By Dawn Klingensmith
June 29, 2011
Up-and-comers in organizations will eventually advance to managerial roles and be responsible for making their first hire. It’s a high-stakes endeavor. Hiring someone only to turn around and part ways with him or her a short time later costs a company upwards of $4,000 on average, according to research conducted by the Westmont, Ill.-based human resources outsourcing firm Employco.
That’s not counting the person’s salary but merely the time and resources devoted to the hiring process and new-employee provisions such as training and key cards, says Tina Chen, vice president of operations.
Letting someone go – and hiring an under performer to begin with – can also affect morale and shake customers’ confidence in an organization’s stability, Chen says.
A candidate can look good on paper and perform exceptionally well in an interview but turn out to be a disappointment if not a disaster when put on the payroll. The hiring manager not only must be on the lookout for signs a candidate is too good to be true, but also for qualifications besides experience that are necessary to do the job.
“When leaders are looking to fill a staff vacancy, I suggest they start by creating an organizational staffing or resource plan,” says Alice Waagen, president and founder of the Washington, D.C.-based management training firm Workforce Learning.
Think of it as a shopping list, not a wish list, created to fill specific needs for specific purposes, based on an actual inventory, not an ideal.
“Do an inventory of the work that needs to be accomplished, including the major goals and deliverables you need to achieve in the next six to 12 months,” Waagen says. Keep in mind the tools needed to accomplish this work, including the infrastructure and support tasks, so a new hire will have in place what he or she needs to succeed.
“Use your inventory as a guide to seeking the right person for the job,” Waagen says. “When you interview, you will be able to stay focused on the outcomes and deliverables you expect of the applicant and not be distracted by personality, background or other factors.”
The fundamental question an interview should answer is whether the candidate can do the work and fill the gaps in the inventory.
Employers should research market values before they start shopping around to fill a staffing need. “Check sources like salary.com to see what the realistic salary range is for the job description you’re posting,” Chen says. “You get what you pay for.”
A résumé is an artfully crafted sell sheet as opposed to a snapshot of a candidate’s career and accomplishments. Don’t put too much stock in it or in past experience in general, says Herb Greenberg, CEO of the management consulting firm Caliper, Princeton, N.J. A person can have 10 years of experience as a lion tamer and 10 fewer fingers to show for it, versus another candidate with two years of experience who is a natural lion whisperer.
Candidates rehearse answers to common questions about their experience and how they handled challenges in the past, Chen says, so present them with hypothetical situations instead. To see if candidates can think on their feet, ask “What would you do if…” as opposed to “Tell me about a time when…”
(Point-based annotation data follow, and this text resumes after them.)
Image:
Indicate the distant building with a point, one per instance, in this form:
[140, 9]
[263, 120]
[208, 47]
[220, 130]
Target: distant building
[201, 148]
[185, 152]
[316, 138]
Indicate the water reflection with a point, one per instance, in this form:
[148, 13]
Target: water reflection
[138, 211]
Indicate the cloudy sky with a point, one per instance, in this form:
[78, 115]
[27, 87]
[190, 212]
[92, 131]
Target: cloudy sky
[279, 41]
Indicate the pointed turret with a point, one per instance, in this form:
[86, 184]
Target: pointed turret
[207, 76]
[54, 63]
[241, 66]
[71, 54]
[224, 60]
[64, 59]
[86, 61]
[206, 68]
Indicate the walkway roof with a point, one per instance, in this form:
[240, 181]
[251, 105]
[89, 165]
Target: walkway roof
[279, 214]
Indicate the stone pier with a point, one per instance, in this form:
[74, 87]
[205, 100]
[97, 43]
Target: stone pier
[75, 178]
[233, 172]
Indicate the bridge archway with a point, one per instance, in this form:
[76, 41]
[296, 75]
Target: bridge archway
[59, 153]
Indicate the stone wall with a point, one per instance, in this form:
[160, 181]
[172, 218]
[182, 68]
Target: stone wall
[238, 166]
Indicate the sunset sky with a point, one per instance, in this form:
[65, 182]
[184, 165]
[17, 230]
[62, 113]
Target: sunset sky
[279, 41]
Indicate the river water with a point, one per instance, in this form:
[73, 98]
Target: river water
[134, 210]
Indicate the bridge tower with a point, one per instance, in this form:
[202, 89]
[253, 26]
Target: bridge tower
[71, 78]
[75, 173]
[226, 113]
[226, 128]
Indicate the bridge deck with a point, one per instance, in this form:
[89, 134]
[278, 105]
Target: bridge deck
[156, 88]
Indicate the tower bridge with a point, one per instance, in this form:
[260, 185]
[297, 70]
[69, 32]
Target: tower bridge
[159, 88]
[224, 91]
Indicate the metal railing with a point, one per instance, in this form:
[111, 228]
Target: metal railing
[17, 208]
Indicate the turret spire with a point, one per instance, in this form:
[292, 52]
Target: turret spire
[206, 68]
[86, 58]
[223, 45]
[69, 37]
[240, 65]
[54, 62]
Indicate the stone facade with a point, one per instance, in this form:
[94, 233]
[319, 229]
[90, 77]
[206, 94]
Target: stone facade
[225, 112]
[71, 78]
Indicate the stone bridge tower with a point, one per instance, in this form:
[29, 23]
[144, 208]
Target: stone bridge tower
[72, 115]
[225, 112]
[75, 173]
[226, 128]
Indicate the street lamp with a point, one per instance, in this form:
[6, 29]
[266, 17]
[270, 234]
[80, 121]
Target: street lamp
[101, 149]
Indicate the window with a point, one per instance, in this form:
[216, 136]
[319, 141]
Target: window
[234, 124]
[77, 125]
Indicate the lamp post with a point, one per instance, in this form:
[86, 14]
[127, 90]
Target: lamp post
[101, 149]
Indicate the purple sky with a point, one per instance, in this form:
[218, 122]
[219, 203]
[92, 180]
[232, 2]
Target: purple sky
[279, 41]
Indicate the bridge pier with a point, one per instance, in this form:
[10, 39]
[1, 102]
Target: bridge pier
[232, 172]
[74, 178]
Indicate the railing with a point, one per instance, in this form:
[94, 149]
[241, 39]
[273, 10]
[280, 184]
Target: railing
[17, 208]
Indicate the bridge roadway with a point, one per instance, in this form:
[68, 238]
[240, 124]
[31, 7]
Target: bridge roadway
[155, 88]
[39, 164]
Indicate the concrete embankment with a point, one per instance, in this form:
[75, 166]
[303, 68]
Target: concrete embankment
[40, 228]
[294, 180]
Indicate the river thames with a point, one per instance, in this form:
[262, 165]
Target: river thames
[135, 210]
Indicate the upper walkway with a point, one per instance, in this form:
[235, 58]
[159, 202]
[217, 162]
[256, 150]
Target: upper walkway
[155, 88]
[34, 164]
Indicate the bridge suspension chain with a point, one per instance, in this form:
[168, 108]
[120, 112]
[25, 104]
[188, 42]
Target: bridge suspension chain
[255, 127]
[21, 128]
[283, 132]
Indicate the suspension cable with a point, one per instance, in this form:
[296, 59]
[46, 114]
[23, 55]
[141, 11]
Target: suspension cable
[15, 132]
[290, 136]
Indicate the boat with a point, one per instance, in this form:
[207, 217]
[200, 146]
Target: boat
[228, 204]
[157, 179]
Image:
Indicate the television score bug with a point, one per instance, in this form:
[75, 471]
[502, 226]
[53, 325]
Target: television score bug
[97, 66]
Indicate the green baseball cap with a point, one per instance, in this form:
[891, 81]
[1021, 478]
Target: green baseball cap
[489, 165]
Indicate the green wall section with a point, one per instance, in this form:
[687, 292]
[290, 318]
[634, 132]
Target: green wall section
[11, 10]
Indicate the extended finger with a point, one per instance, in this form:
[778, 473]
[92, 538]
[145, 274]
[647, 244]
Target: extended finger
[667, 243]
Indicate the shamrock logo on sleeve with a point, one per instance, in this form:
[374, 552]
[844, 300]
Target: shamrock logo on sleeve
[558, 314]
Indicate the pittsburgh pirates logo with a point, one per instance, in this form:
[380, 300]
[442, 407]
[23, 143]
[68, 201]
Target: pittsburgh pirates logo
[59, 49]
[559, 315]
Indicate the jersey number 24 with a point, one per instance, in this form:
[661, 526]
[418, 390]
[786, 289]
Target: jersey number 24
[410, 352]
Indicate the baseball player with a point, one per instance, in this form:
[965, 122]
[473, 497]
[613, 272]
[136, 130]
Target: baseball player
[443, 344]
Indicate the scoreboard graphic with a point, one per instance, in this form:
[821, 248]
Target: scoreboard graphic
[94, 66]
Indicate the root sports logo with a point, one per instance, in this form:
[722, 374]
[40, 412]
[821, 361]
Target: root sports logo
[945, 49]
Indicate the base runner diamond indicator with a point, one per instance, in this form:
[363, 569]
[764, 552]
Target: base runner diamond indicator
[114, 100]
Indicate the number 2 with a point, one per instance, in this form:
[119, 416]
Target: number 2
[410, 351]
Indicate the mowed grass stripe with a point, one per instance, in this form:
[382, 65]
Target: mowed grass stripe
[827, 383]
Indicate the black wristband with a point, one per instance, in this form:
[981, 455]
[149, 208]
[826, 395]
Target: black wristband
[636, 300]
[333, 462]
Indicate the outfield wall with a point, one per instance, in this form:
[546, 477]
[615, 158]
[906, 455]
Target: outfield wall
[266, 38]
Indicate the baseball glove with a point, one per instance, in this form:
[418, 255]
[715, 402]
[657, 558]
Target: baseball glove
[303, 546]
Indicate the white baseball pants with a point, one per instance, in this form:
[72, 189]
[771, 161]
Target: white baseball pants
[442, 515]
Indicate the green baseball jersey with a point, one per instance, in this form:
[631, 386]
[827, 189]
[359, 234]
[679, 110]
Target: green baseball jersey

Chen also likes to ask, “If I were to hire you right now, what resources would you need from us to be successful?” And, “How long do you expect your ramp-up period is going to be?”
A person who can answer those questions has pictured himself or herself succeeding in the role.
Greenberg likes to find out what a person enjoyed most and least about previous jobs to make sure their passions align with the job requirements.
Aptitude and personality testing, drug testing, a background check and perhaps a credit history report are other ways to spot red flags. Look for patterns of behavior, not isolated incidents, Chen says. “It’s not so much the transgression itself that should raise a red flag but, rather, repetitive behavior.”